勢いよくベルが鳴り、商会勤めの居住者が血相を変えて飛び込んできた。


「店主! 発注するなら、早めにした方がよいですよ!」


男の顔は白蝋のように青ざめ、見開かれた目には血走った血管が浮いていた。


「黒いあれが……! あのおぞましい這い回る悪魔が、街のあちこちで出始めてる! 虫除けの素材が、すぐに市場から枯渇するぞ!」


アトリエの空気が、ぴたりと止まった。


リヒャルトの瞳の奥で、恐ろしいほどの黄金の光が弾けた。

ゆっくりと、ギルド職員の方へ首が回る。


完璧な、一分の隙もない営業スマイルだった。


「……ほう」


ギルド職員の背筋に、ぞわりと悪寒が走る。


「ギルドは今、大変お困りのようですね。
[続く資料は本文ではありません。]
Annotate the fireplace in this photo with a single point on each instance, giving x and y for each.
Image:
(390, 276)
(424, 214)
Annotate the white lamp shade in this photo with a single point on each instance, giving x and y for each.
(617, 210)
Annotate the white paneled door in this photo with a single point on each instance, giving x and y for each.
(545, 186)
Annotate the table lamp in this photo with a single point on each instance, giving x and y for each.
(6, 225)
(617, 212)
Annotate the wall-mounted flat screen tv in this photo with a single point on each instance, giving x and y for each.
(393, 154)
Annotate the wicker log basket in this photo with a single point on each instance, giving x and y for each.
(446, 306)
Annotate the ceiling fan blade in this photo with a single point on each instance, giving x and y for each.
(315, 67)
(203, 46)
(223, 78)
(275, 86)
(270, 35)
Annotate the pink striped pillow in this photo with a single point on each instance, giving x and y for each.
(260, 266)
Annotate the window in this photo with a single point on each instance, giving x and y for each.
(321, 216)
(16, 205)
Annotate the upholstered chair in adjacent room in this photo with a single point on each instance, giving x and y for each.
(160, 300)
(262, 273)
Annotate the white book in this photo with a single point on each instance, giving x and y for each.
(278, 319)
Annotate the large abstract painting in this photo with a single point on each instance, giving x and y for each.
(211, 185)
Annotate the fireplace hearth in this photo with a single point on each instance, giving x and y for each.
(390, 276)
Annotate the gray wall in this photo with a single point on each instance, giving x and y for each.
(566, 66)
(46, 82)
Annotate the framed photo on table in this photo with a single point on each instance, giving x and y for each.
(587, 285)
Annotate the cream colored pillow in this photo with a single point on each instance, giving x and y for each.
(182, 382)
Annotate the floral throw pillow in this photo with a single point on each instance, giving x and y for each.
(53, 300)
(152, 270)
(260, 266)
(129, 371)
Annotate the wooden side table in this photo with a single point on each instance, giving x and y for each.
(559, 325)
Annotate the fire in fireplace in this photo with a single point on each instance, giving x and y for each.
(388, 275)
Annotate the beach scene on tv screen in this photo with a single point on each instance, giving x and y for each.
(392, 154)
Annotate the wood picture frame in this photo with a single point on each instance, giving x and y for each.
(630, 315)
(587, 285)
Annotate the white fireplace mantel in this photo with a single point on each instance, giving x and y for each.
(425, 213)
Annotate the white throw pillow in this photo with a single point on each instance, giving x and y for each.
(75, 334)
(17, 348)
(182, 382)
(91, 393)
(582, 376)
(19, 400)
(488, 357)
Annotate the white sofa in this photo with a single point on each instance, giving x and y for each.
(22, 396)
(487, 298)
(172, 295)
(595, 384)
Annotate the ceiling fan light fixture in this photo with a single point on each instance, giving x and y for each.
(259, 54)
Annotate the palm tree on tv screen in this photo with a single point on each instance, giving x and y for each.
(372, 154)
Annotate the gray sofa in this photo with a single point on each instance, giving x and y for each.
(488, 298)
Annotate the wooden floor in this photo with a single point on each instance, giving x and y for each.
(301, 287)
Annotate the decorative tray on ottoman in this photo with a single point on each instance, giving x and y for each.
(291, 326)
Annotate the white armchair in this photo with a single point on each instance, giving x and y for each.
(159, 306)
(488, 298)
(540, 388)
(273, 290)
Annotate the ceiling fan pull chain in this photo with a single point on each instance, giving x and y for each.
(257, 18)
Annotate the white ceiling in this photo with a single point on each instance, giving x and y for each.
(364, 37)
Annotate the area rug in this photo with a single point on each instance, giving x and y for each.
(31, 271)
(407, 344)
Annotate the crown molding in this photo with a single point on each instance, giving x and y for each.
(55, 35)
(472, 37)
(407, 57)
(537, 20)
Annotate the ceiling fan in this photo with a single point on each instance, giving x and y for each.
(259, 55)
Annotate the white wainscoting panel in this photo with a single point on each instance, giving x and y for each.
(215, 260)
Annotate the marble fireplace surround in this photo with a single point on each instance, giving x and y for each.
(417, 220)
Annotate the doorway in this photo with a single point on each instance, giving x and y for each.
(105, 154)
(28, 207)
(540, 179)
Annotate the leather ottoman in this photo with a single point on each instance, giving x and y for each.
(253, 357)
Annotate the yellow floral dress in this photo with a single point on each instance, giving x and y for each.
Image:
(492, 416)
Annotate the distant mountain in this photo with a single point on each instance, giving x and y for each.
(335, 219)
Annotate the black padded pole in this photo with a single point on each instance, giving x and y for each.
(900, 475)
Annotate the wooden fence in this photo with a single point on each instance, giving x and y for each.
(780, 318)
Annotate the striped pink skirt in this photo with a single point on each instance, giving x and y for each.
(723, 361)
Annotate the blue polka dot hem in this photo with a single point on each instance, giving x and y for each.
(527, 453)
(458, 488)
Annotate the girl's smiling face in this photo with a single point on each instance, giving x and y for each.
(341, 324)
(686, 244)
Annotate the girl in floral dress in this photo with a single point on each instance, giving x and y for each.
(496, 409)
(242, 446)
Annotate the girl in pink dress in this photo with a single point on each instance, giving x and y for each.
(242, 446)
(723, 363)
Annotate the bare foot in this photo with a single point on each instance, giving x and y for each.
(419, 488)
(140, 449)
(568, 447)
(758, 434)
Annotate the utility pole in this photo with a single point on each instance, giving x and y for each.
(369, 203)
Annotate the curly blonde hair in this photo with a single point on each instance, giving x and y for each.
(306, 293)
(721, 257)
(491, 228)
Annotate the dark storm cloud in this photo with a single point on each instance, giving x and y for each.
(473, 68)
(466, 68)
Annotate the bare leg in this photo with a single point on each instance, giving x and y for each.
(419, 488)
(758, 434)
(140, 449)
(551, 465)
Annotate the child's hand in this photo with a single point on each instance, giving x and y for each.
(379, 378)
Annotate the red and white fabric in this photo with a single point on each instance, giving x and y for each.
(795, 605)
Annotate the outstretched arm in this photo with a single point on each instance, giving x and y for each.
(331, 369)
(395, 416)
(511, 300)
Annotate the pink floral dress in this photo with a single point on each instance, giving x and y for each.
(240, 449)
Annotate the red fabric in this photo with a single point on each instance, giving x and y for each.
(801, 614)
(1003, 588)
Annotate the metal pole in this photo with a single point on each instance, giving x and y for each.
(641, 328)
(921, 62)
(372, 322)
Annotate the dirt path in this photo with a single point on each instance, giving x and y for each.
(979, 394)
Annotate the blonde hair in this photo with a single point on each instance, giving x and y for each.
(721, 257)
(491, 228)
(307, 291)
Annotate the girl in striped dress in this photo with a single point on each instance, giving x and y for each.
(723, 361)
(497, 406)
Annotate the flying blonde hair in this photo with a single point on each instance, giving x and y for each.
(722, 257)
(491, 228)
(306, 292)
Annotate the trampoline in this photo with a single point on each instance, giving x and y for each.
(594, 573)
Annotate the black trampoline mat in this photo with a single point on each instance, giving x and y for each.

虫対策は大量に必要、しかも市場の素材は高騰し、枯渇の危機にある、と」


「えっ、あ、はい……」


「ならば、素材類の費用はギルドが全額負担してくれそうですよね?」


「へ!?」


ギルド職員が、間の抜けた声を上げた。


リヒャルトは、逃げ道を塞ぐように一歩だけ前へ出る。


「白亜のアトリエへは、ただ『調合費用』のみを頂けたら良いですよ? ギルド側で素材を確保し、こちらへ優先的に回していただければ、特別価格で最高のポーションを納品いたします」


「え、いや、でも素材をギルドの金で押さえるなんて……」


「街の危機を救うためです。それに、ギルドが直接市場を動かせば、悪徳商人の買い占めも防げる。……双方に利のある取引になるかと存じますが?」


にっこり。


その静かで美しい微笑みの前に、拒絶という逃げ道など最初から存在していなかった。


ギルド職員は、手元の空になった最高級胃薬の小瓶を見た。

すでに、胃のあたりが再びきりきりと痛み始めている気がする。


「……領収書、素材買い付け用でまとめてください……」


「賢明なご判断です」


ゴリ、ゴリ、と。

店主は一切口を挟まず、ただ黙々と乳鉢を回し続けていた。